The RBA Board has singled out the February Board meeting as important for a reassessment of the economic outlook.
The minutes of the December monetary policy meeting of the Reserve Bank Board have made it clear that the Board will be reassessing the economic outlook next February. Whilst it seems reasonable at the end of the year to note that a review will occur at the beginning of the next year, this has not been specifically noted in December minutes in previous years.
Further evidence of the importance of this signal is that the minutes note “economic growth and the unemployment rate remain broadly consistent with the forecasts, but members agreed that it will be concerning if there were a deterioration in the outlook”.
These two observations from the minutes strongly point to the unusual importance of the data flow over the next two months.
The Board has already noted that since the November economic forecasts were finalised “The Capex survey ( showed) … non-mining investment in 2019/20 was expected to be weaker than previously envisaged”.
We were not surprised that the Board did not repeat the comment in the November minutes that “a case could be made to ease monetary policy at this meeting”. Although that language strengthens the signal that the Board is open to cutting rates further, it loses its impact if repeated for every meeting.

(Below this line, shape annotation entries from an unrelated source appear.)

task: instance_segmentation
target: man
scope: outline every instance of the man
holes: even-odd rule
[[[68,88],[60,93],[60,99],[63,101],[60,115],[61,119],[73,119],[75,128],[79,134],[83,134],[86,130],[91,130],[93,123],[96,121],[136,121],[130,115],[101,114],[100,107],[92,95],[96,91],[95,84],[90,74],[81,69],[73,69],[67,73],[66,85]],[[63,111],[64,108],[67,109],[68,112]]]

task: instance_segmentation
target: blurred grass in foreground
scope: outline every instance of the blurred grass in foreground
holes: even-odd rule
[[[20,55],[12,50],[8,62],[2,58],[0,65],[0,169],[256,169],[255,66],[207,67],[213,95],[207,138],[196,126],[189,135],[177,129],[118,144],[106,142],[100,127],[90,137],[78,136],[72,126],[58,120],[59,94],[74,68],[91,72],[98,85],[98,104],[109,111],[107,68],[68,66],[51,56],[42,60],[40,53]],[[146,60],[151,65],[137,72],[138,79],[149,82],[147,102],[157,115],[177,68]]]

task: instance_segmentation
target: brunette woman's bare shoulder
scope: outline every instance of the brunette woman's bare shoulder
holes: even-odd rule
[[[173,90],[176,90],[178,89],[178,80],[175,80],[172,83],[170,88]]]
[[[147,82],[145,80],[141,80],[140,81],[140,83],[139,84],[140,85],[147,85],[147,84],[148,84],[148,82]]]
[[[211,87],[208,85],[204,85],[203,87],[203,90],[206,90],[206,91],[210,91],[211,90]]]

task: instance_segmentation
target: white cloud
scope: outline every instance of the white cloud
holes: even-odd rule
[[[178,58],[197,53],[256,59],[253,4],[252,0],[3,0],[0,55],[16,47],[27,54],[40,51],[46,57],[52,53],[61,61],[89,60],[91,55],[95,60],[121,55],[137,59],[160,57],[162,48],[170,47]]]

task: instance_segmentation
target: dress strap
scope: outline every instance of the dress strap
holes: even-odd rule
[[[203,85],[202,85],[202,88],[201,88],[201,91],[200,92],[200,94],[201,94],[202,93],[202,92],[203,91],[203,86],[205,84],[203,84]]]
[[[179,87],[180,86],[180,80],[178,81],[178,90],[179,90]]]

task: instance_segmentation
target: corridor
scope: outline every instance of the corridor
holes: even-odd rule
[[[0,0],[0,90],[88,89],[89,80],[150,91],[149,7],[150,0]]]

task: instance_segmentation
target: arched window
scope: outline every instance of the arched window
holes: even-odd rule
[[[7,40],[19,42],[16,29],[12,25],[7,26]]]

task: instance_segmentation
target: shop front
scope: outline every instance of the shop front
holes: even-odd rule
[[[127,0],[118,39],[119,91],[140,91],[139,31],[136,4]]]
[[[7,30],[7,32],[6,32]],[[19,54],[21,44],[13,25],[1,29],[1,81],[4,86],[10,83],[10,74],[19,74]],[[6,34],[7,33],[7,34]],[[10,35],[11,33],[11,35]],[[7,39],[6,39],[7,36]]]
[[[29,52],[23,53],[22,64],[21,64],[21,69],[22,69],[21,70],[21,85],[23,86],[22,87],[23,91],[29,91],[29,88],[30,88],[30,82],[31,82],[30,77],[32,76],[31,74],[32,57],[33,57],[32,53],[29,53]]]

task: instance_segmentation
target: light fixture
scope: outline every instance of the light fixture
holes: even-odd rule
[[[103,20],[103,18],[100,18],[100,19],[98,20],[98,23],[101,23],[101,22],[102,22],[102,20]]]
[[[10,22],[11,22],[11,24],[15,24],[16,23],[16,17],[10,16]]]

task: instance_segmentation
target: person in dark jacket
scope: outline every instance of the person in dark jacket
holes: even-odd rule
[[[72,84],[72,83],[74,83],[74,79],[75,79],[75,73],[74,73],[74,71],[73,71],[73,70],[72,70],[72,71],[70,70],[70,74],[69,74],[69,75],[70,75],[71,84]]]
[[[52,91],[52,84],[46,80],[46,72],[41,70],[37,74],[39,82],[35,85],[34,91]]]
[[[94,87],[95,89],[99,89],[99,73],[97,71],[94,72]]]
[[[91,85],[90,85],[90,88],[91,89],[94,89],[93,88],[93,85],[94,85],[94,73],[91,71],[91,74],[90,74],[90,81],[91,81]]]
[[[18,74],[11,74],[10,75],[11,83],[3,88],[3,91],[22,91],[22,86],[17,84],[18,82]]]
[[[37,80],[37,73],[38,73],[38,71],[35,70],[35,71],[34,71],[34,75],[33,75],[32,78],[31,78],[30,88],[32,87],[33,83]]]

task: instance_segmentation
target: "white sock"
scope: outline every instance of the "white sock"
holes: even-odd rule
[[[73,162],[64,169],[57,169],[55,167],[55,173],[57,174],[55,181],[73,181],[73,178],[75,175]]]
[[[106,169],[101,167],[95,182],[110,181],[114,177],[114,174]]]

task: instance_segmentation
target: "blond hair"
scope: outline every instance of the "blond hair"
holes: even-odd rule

The Board also resolved their views on the impact of lower rates on confidence. The November minutes noted that “they recognised the negative effects of lower interest rates on savers and confidence and… that a further reduction in interest rates could have a different effect on confidence than in the past”. However, in these minutes, the Board resolved that: “the impact of these effects [negative confidence] was unlikely to outweigh the stimulus to the economy of lower interest rates”.
Concerns about weak wages growth remain central to the Board: “it was noted that the current rate of wages growth was not consistent with inflation being sustainably within the target range… nor was it consistent with consumption growth returning to trend”. It was also observed that private sector wages growth “had levelled out in recent quarters, following its gentle upward trend of the previous couple of years”.
Last month, the RBA complimented its standard stated benefits of lower rates — the exchange rate and household and business cash flow — with the boost to house prices lifting wealth and expenditure on household goods. That theme is repeated, although while higher house prices are a benefit in the near-term, it “could be become a source of concern if borrowing were to run too quickly ahead of income growth”. Note that the emphasis is on the risk of higher debt rather than actual house prices, and given the current trend for borrowers to lift repayments to contain debt levels, it is unlikely that the Board will become concerned with rising house prices for some time yet.
With the unemployment rate being such an important source of attention for the Board, it is notable that “employment intentions among the Bank’s liaison contacts had generally been moderate”. Westpac expects that the unemployment rate will drift higher to around 5.6% in the June quarter from the current 5.3%.
On the international front, there is an improved outlook with the noting that “some of the downside risks had receded”, although the Board remains quite cautious around the outlook for China.
These minutes strengthen our conviction that the Board would be comfortable easing rates further at the February meeting. The flow of economic data over the next six weeks will be critical to that decision, particularly the labour market ; retail sales and confidence.
Given our forecasts, Westpac is comfortable with our current view that the RBA will reduce the cash rate from 0.75% to 0.50% at the February Board meeting.